Casas de bombas em funcionamento
O diretor-geral do Dmae afirmou que as quatro Ebaps em funcionamento ainda correm risco de parada. Isso ocorre diante da eventual necessidade de desligamento de energia por motivos de segurança de tráfego em áreas alagadas, segundo o dirigente.
Professor do Departamento de Hidromecânica e Hidrologia do Instituto de Pesquisas Hidráulicas (IPH) da Universidade Federal do Rio Grande do Sul (UFRGS), Fernando Dornelles afirma que o fato dessas casas de bomba estarem em regiões menos afetadas pela inundação diminui parte do risco de parada. Eventual paralisação ocorreria por outros fatores, como falha mecânica e corte de energia elétrica na região.
O diretor-geral do Dmae também cita essa questão mecânica, que pode ser prejudicada pela alta demanda absorvida pelas casas de bomba que seguem em operação:
— Elas não são dimensionadas para isso, teriam que ter um certo descanso. Então, pode ser que haja queima de algum motor, alguma coisa assim que também reduza ali a quantidade de água bombeada naquela região.
Busca por soluções
Loss afirma que o Dmae segue atuando para tentar manter a operação dessas quatro casas de bombas que seguem em ação, com foco na manutenção do maquinário.
O professor Fernando Dornelles afirma que algumas medidas de contenção poderiam ser adotadas em eventuais casos de ameaça de alagamentos:
— Seria possível fazer uma ensecadeira. Botar sacos de areia ao redor dela e proteger contra inundação.
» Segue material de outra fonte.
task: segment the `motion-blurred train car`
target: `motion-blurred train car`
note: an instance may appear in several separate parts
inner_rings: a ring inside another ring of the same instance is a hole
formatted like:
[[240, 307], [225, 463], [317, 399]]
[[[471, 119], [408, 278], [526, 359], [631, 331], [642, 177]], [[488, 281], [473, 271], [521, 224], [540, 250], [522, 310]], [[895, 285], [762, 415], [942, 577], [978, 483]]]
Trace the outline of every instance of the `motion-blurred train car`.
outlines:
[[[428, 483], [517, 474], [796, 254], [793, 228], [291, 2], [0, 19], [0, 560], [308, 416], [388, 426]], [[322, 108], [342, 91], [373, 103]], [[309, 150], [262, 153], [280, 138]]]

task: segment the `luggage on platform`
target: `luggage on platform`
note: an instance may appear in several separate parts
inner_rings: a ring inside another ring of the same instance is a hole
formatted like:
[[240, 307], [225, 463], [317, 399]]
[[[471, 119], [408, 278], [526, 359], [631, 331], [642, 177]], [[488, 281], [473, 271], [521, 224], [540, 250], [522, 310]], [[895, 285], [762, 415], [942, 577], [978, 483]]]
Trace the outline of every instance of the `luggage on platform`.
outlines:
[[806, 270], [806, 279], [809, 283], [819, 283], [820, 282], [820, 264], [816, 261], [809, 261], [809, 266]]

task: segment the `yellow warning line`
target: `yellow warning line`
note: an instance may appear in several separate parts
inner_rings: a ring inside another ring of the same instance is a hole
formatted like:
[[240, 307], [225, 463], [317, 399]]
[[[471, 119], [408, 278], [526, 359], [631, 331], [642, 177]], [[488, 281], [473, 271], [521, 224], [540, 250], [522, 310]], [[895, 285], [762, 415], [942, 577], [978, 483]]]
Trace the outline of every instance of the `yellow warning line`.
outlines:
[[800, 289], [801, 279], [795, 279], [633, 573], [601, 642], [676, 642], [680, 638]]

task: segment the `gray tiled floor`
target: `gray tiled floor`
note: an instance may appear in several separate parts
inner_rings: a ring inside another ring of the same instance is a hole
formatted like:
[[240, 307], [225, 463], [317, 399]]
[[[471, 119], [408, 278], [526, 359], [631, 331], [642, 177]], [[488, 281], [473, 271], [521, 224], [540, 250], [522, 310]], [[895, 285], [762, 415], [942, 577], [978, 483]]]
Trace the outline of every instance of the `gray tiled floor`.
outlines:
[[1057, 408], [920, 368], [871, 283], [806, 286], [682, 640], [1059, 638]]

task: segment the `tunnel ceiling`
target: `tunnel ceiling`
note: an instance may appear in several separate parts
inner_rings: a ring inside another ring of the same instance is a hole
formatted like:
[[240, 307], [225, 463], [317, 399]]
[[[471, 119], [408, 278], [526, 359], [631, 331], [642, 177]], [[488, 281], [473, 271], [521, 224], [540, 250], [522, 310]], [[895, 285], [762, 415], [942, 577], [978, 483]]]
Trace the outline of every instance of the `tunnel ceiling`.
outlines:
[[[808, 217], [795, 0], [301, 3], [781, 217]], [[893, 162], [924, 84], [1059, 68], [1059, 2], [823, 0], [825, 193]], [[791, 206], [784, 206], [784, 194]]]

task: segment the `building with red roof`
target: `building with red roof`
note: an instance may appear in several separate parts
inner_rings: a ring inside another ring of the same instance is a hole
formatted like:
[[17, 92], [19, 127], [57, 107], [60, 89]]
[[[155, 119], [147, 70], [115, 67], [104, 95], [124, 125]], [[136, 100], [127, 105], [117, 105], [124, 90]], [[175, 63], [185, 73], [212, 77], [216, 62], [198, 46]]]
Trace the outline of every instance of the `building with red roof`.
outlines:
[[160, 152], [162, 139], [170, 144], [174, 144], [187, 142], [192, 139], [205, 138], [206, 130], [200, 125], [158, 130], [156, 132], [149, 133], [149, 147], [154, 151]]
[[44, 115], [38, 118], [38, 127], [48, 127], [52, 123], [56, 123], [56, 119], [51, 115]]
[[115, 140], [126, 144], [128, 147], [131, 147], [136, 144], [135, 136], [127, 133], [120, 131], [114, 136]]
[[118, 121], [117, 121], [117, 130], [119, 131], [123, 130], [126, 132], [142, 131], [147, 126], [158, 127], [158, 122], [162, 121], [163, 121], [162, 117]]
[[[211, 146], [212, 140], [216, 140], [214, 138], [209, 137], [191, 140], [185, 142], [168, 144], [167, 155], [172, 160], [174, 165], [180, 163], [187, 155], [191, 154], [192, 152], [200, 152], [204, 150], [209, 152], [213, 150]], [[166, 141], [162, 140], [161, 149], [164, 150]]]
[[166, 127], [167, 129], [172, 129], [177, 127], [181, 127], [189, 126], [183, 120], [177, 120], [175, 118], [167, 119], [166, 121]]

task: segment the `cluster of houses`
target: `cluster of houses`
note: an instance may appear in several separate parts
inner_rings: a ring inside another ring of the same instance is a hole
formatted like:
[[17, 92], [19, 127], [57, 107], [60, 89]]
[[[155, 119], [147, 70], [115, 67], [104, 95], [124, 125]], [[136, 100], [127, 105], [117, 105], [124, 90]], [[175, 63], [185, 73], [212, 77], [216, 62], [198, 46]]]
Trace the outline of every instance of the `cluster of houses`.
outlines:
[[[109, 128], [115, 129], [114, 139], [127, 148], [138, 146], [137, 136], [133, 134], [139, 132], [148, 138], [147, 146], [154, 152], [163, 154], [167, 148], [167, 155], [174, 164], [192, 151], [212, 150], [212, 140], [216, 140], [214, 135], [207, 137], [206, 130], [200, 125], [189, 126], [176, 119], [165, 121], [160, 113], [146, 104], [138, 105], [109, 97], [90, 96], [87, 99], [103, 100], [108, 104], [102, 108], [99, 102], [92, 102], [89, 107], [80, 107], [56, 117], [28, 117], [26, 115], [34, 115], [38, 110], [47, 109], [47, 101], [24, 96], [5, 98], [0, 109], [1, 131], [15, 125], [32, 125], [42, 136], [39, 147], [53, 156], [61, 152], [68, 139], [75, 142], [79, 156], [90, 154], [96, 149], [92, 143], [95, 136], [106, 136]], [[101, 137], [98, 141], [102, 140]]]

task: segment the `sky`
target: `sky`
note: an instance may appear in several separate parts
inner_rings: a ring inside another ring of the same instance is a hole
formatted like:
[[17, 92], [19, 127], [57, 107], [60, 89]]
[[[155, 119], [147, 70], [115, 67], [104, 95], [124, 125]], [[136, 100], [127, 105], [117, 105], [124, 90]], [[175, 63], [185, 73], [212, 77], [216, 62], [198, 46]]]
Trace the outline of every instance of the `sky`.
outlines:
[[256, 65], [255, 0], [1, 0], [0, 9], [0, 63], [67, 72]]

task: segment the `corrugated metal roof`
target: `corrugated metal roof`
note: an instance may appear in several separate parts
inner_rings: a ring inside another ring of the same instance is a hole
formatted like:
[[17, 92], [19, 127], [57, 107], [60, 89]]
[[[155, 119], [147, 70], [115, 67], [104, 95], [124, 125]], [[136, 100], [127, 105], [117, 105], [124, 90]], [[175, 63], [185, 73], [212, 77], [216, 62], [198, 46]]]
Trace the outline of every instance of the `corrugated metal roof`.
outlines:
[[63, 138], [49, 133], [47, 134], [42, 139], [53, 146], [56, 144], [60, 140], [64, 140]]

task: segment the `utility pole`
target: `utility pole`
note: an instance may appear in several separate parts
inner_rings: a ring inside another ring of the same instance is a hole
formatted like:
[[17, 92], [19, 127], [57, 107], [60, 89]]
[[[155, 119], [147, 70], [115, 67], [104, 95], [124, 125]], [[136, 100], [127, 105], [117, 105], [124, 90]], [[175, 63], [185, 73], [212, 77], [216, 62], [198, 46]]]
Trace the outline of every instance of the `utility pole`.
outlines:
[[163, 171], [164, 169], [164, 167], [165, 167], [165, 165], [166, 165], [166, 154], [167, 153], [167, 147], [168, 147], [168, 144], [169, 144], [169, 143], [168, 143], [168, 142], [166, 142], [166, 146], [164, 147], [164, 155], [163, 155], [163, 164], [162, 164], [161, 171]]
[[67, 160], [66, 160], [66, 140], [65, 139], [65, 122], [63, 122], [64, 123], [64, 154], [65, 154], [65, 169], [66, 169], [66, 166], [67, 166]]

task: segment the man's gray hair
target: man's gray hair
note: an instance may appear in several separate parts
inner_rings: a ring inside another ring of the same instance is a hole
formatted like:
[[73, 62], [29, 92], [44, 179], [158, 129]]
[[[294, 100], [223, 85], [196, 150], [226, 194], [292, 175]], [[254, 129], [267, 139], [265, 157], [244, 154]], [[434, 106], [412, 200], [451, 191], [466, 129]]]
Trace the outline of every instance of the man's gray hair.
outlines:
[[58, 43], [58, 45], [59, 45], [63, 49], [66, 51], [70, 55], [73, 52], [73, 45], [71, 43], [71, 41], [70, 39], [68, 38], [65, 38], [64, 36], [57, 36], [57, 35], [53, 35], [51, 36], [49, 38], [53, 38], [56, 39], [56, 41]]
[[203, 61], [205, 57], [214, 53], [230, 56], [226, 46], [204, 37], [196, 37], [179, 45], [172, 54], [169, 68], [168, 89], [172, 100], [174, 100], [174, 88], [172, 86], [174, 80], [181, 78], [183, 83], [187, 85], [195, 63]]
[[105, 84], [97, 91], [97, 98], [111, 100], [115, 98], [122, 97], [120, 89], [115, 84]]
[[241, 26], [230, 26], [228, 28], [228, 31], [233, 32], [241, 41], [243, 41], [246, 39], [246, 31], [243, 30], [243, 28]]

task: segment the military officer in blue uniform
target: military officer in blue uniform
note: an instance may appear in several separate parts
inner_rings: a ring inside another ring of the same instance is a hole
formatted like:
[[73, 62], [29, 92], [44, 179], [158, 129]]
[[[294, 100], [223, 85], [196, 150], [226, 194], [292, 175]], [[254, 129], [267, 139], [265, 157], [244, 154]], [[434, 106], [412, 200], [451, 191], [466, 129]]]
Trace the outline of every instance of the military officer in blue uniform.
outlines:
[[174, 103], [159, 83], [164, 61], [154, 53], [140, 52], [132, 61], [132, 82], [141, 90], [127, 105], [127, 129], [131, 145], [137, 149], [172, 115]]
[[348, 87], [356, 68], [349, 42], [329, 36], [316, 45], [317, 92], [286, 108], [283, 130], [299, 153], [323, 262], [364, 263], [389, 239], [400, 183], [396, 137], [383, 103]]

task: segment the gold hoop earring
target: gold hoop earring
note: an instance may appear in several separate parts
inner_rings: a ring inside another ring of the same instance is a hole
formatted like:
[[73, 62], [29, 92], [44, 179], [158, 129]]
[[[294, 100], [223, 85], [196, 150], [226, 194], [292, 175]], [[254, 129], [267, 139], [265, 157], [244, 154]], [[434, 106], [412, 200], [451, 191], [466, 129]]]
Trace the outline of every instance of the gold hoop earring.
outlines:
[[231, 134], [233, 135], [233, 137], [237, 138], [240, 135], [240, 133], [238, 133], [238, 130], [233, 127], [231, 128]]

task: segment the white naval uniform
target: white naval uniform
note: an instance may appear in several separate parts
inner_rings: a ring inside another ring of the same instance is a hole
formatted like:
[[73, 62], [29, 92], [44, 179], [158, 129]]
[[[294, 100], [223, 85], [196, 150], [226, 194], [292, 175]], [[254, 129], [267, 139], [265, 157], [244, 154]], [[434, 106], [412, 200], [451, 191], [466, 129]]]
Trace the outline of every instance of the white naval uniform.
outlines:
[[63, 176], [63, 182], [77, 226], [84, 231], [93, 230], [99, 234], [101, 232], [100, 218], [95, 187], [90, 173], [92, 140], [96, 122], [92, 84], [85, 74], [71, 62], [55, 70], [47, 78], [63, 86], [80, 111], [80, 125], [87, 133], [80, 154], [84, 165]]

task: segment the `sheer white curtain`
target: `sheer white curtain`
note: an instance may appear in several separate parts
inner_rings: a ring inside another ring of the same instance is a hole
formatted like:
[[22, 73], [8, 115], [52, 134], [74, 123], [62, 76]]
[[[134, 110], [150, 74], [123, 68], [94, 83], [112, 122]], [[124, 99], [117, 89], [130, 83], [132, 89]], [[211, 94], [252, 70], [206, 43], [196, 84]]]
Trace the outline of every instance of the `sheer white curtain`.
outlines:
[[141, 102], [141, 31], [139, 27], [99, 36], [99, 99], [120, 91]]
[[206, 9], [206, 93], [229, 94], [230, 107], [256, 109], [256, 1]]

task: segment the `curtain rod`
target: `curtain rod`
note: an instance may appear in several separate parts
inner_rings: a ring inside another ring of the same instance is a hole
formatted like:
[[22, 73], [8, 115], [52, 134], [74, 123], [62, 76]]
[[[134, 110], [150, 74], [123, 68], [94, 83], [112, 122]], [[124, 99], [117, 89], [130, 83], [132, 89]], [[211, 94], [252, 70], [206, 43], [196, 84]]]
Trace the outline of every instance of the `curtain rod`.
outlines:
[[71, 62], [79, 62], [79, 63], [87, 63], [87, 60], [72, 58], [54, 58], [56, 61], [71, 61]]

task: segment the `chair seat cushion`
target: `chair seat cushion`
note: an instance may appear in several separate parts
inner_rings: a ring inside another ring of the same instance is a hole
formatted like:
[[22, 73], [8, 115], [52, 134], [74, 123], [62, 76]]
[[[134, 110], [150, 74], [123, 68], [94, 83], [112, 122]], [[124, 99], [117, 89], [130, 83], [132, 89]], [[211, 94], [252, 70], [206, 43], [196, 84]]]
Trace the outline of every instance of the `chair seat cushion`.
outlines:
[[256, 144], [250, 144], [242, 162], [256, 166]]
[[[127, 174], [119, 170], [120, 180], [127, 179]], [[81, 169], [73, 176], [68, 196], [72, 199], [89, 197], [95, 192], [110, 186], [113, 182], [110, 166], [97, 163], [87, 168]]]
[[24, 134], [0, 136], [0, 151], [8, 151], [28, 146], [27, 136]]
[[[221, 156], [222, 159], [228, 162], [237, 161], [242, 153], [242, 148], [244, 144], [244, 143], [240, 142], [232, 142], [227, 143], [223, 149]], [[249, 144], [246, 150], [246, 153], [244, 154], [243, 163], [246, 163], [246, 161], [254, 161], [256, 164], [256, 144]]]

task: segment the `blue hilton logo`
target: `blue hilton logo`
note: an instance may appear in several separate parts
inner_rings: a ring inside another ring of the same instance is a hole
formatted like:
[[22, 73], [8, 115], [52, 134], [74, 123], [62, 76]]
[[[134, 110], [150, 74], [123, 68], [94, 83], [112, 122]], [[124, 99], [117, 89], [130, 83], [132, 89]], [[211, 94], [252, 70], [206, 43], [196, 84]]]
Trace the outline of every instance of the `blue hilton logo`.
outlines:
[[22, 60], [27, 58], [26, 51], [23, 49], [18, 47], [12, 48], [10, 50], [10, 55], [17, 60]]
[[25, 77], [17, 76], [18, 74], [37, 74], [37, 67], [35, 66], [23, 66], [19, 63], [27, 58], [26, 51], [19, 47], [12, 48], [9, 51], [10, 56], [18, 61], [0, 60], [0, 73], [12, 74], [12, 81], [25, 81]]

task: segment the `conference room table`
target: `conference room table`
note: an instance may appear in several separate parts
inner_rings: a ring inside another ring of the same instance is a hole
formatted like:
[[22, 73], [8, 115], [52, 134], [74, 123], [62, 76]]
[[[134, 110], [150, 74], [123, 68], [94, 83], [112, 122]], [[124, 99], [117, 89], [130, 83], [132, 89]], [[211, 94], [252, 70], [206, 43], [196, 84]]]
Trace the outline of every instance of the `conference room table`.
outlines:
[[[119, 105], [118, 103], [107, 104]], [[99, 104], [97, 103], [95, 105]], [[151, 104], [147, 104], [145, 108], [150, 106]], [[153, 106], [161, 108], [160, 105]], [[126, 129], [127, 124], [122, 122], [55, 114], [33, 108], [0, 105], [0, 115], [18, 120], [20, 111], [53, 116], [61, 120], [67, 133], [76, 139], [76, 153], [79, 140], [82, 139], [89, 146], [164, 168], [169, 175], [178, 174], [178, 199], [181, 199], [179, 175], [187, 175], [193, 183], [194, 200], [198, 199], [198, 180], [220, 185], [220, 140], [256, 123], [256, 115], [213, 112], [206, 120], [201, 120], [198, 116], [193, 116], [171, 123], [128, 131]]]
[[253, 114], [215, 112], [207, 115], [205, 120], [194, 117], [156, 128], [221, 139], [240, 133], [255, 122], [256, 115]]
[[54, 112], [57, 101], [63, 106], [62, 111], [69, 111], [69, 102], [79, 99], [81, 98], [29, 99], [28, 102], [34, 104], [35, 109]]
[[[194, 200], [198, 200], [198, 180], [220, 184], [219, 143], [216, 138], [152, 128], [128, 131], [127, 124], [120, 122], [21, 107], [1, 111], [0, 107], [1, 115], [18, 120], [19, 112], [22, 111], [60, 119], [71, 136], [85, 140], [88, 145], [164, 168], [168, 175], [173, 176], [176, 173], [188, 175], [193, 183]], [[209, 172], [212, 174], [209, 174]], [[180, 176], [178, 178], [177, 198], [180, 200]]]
Seria uma alternativa, assim, emergencial. Mas tudo vai depender também da altura, né.
Nas casas de bombas inundadas, a operação é mais complexa. Loss afirma que o Dmae segue com foco em tentativa de drenagem e uso de geradores, mas esclarece que a opção por energia móvel é complicada. Equipes tentam manobra com gerador na casa de bombas número 12 por se tratar de uma região mais alta, com área seca no entorno. Nas demais, o ambiente é mais hostil, segundo o diretor-geral:
— Nos outros locais, todas as casas de bombas estão inundadas e ilhadas, né? Tudo ao redor está molhado. A gente não consegue então alocar o gerador. E também temos dificuldade para conseguir óleo diesel.
Futuro e prevenção
O professor do IPH afirma que, para evitar novos episódios, é necessário avançar em regulação para que os sistemas de proteção contra cheias garantam sua eficácia, com comportas herméticas, casas de bombas confiáveis, altura e integridade dos diques. Uma solução seria criar legislações em moldes parecidos com os observados em barragens, repensando e exigindo parâmetros atualizados para sistemas de diques. Esse modelo exigiria protocolos rígidos visto que a falha do sistema “causa enormes prejuízos, assim como a ruptura de barragens”.